I bypassed much of South Lake Tahoe, but saw enough to be a little underwhelmed by its touristy-glitzy facade. I did want to spend time by the actual lake, though, so I ducked into a state park on the Nevada side and had my first lengthy break of my drive, munching on a sandwich and eating some fruit on the chilly but beautiful shore.

Then it was back into my car and further east! I descended into Carson City and then pressed on into Nevada. I'd been looking forward to this stretch of US-50, which is known as The Loneliest Road in America. The first part of the state was barren, with long stretches of featureless scrubland. As advertised, this stretch is very sparsely populated, with drives of over an hour between any sign of settlement and almost no traffic. The landscape gradually gets more interesting and impressive as you press further into the state, with hills rising up and eventually some neat passes under large peaks, all still in relative isolation.

I'd brought along a soundtrack to keep me occupied, a variety of offline tunes from Spotify and Bandcamp. and it helped me stay focused through the many, many, many hours of driving. At last I pulled into Baker, right around 7pm, with nearly an hour to spare. I found the inn, got checked in, and enjoyed a beer and a large Caesar salad at the adjacent Kerouac's Restaurant.

The next day I checked out early and headed into Great Basin National Park, which is immediately adjacent to the town. Unlike every other national park I visited, this one doesn't have any gates or entry fees. When planning my itinerary I'd been thinking I'd do some of the longer loop hikes near the top of Wheeler Peak; however, I'd failed to anticipate the long duration of winter snow. Much like Tioga Pass on the way to Tuolumne Meadows in Yosemite, the road to Wheeler Peak can remain closed well into June, and that was true this year due to the heavy snowfall. Which hadn't stopped yet! I looked in bemusement at the snow gently falling down around me. This wasn't how I expected my trip into the desert to begin, but it was cool to see.

The main attraction of Great Basin Park is Lehman Caves, a large set of caverns. I had vague memories of visiting Mammoth Cave as a kid, and more recently ducking into Luxmore Caves on the Kepler Track in New Zealand, and thought that would be cool. There are a very limited number of spots available for the ranger-led tours, and unfortunately I had failed to reserve one in time. Instead, I ended up doing some mid-level hikes on Wheeler. I started off with a hike into the Osceola Ditch, near the point where the road up the mountain closed. This was a fun, relatively flat trek through the woods; I turned back once the trail devolved into a muddy rut from the actively-melting snow.

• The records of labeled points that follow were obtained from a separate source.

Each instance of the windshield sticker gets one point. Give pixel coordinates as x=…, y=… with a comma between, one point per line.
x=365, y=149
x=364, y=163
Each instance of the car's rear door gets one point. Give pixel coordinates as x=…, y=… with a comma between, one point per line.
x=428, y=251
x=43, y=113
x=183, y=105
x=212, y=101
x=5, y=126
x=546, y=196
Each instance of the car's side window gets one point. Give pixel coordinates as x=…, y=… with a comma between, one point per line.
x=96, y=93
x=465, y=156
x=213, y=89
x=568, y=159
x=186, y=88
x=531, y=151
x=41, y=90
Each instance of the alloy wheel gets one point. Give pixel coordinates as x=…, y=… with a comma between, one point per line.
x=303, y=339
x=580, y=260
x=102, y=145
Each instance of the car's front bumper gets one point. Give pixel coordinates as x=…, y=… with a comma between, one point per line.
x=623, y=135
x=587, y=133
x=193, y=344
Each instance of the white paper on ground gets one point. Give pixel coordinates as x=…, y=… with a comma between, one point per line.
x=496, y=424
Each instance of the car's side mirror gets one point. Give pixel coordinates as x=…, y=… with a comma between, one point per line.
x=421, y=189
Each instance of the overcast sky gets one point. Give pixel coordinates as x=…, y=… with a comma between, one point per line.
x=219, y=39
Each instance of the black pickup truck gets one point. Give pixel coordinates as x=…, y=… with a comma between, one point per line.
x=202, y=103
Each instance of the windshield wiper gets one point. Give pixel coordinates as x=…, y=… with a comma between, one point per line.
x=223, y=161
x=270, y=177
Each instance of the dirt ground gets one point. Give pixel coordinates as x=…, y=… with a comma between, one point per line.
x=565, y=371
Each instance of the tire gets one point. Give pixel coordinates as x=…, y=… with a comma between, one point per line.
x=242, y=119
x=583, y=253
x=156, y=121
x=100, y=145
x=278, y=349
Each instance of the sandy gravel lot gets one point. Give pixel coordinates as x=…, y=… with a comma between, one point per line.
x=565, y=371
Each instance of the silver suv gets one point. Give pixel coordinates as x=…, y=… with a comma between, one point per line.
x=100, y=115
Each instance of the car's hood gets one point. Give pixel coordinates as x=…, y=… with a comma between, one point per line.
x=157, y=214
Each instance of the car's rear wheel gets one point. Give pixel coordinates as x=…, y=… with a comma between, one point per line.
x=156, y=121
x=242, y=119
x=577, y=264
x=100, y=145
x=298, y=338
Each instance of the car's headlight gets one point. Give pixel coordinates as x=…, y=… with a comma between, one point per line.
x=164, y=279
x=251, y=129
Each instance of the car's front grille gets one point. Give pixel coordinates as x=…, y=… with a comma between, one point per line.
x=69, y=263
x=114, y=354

I then headed back down the mountain and hiked up Lehman Creek Trail. This was also fun, as I started in the rain, and gradually gained enough elevation to have that change into snow. Along the way I saw the titular creek and a whole lot of snow - it wasn't too deep or thick, but nicely covered the trees and the ground. I'd time-boxed this hike, and once I'd made it far enough up, I turned around to come down again; I think that with enough time you could probably make it all the way up to the peak, despite the closure, and I'm curious if any hikers would actually camp up there to access those trails in winter.

But I had a bigger agenda ahead: after driving through the entire width of California and Nevada yesterday, I now merely had to drive the entire width of Utah to arrive at my next destination: Arches National Park!